When I input this entire cleaned text into a new chat, the error reappears, as expected. But I found an exact token boundary for the error: at 741,126 tokens everything works fine, but at 741,127 tokens, it fails.
Interestingly, if I take a book, say “The Count of Monte Cristo,” and paste it entirely into the chat with a simple ctrl+c, ctrl+v, the model easily handles and responds even when the context exceeds 900k tokens.
Moreover, if I fill the initial message with repeated ‘A’ characters, the token limit significantly decreases. I tested only down to around 600 tokens because the browser tab’s memory usage became extreme (up to 5GB), causing severe UI lagging. Reducing the number of characters didn’t substantially alleviate this issue, and the tests became very time-consuming to perform.
Therefore, I still haven’t identified precisely why or how this specific issue arises. The limit of 741,126 tokens only seems to trigger on my specific unique text. With other texts, either no limit or a higher limit applies, as seen with “The Count of Monte Cristo,” where I stopped testing due to fatigue.
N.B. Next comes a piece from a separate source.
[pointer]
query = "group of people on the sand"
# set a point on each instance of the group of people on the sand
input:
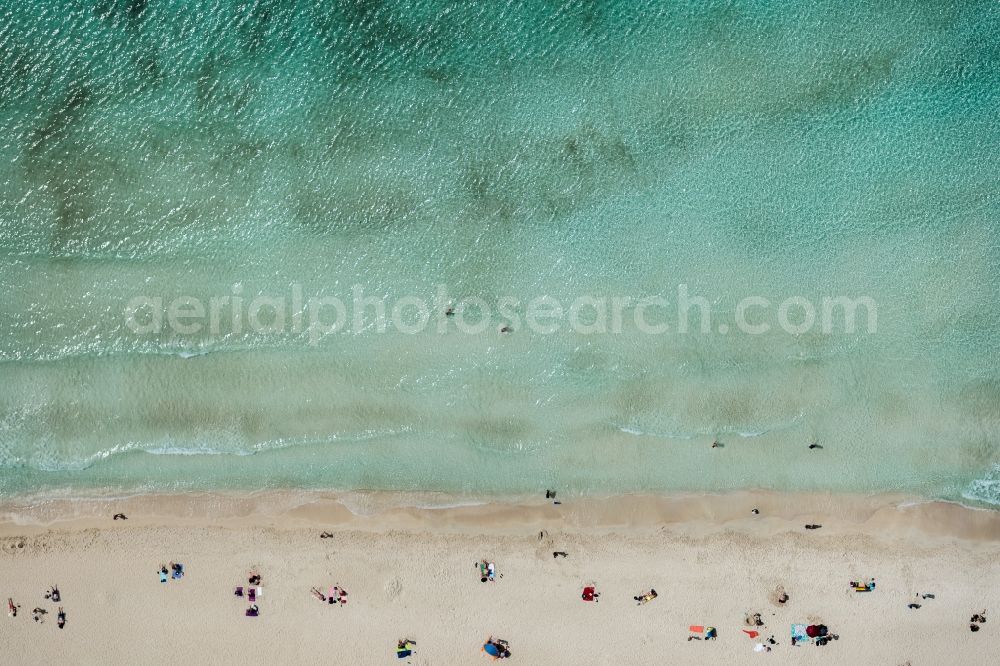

I’m not sure if this relates to the number of messages or not. In the chat with the 741,126 token limit, there were about 4 messages from me and roughly 8 from the model, as it responded multiple times to one large message. I chose not to test the scenario of reaching exactly 741,126 tokens in a single initial message, as that again creates severe browser performance issues with processing such large input.